To determine the percentage of BrdU-labeled astrocytes as part of the whole BrdU cell population, random sampling was done in six hippocampal sections per animal. In each section, two randomly selected parts of the dentate gyrus were sampled throughout the granular cell layer, the subgranular zone and the hilus, and the ratio of BrdU/GFAP double-positive over the number of BrdU-single positive cells was expressed as a percentage. Dentate gyrus granular cell layer volume measurements were performed by using the Cavalieri estimator in every 10th section in a total of 9 sections per animal.
Statistics
Data are presented as mean+SEM. All statistics were performed by SPSS16 for Mac. Immunohistochemical data were initially compared using a two-factor ANOVA to study the main effect of sex and treatment. In case of a significant interaction between sex and treatment, a one-way ANOVA over the four treatment groups was performed, separately for male and female data. If the one-way ANOVA revealed significance, a pair wise comparison was performed with a post-hoc LSD test. Maternal care data was analyzed with a one-way ANOVA per day in case of individual licking and grooming; for arch-back nursing an ANOVA for repeated measures was used.
Results
Acute effects of 24 h MD on PND4
Body weights and corticosterone levels
Animals were not labeled to avoid any disturbance in the control groups. Therefore, individual bodyweight data are unavailable. However, from P3 to P4, both MD groups experienced on average a 4% weight-loss, as opposed to an average weight gain of 7% in the CONS group. The undisturbed groups were not weighed on PND4.

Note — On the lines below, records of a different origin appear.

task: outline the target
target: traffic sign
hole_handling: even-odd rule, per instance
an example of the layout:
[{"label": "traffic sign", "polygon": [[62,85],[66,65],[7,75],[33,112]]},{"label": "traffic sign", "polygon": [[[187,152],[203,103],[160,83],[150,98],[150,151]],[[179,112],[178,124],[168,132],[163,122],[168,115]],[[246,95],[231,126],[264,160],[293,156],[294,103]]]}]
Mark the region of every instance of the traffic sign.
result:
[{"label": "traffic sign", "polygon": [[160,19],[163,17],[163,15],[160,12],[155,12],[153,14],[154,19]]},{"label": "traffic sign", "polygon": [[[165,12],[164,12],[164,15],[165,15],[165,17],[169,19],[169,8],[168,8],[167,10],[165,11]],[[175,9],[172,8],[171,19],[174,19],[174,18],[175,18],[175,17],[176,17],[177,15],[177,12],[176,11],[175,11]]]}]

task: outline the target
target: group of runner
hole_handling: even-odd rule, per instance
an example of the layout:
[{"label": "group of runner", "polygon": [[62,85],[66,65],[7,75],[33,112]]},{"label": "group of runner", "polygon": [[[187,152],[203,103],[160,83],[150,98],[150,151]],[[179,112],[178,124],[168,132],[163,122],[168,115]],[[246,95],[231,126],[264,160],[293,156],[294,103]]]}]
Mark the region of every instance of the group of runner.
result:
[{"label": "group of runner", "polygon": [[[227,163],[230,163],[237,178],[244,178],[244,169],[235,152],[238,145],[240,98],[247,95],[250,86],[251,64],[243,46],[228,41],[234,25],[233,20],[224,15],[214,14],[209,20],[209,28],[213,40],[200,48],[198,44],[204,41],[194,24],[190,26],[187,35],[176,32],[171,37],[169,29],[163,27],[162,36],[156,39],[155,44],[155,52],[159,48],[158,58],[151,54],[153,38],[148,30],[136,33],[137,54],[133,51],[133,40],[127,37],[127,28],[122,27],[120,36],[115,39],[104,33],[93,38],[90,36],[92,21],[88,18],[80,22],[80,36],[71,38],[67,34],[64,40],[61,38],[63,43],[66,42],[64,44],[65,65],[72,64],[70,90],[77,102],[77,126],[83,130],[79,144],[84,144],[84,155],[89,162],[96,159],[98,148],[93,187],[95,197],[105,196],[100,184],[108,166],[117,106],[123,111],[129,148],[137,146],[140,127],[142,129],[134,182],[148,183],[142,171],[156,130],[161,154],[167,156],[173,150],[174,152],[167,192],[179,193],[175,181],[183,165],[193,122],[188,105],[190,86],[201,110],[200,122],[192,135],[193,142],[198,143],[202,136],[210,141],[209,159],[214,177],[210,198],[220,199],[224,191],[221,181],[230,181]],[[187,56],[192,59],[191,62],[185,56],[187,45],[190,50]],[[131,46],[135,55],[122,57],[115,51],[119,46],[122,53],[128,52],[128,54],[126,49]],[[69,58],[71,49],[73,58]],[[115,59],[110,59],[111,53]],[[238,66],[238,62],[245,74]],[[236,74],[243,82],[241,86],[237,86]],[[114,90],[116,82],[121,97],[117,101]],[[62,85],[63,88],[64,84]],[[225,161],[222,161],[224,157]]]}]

Maternally deprived pups in both MD-groups had significantly higher morning corticosterone levels when compared to controls (F(3,55) = 10.30; p<0.0001; post-hoc: CONU = CONS<MDS = MDG at least p<0.05; see figure 1). As there were no differences between the sexes in corticosterone level at this age, data were pooled for males and females.
Overall, MD had appreciable immediate effects on body weight and corticosterone level. Importantly though, the sham-injected control pups responded in a comparable manner as the pups that were left undisturbed. Moreover, repeated administration of glucose during the 24 MD period did not ‘rescue’ the phenotype.
Dentate gyrus cell proliferation
In a subset of animals, dentate gyrus cell proliferation was measured immediately after 24 h MD, i.e. on PND4. For this experiment CONS males and females and MDS males and females were used. Despite the effect of MD on body weight and circulating corticosteroid levels, no acute effects of treatment were observed on dentate gyrus cell proliferation, as measured by total Ki-67+ cell population (F(3,21) = 1.13; p = 0.30), see figure 2. A two-factor ANOVA revealed no effect of sex on proliferation (F(2,21) = 0.04; p = 0.95) or an interaction between sex and treatment (F(3,21) = 2.45; p = 0,14).
Effects of early MD on structural parameters at PND21
Body weights
There was a significant difference in body weight between the 4 experimental groups at PND21 (F(3.91) = 50; p<0.0001). In the control undisturbed group (CONU), body weights were the lowest (mean+SE: 45+0.6). CONS animals were heavier (57+0.9), compared to all the other groups, and MDS and MDG animals had lower body weights than the CONS group but did not differ from each other (52+0.7 and 49+1.2 respectively). Post-hoc analysis revealed that CONS animals were significantly heavier than the MDS (p<0.05), as were the MDG compared to CONU rats. The two MD groups did not differ from each other.
Granular cell layer volume
The volume of the granular cell layer was not affected by MD with or without glucose administration, neither in males (F(3.28) = 0.41; p = 0.75) nor in females (F(3.28) = 0.54; p = 0.65) as shown in figure 3. A two-factor ANOVA revealed a significant effect of sex on granular cell layer volume (F(1.51) = 122.4; p<0.0001), female offspring showed a lower average granular cell layer volume than males. No significant interaction of treatment and sex was found (F(3.51) = 0.95; p = 0.42).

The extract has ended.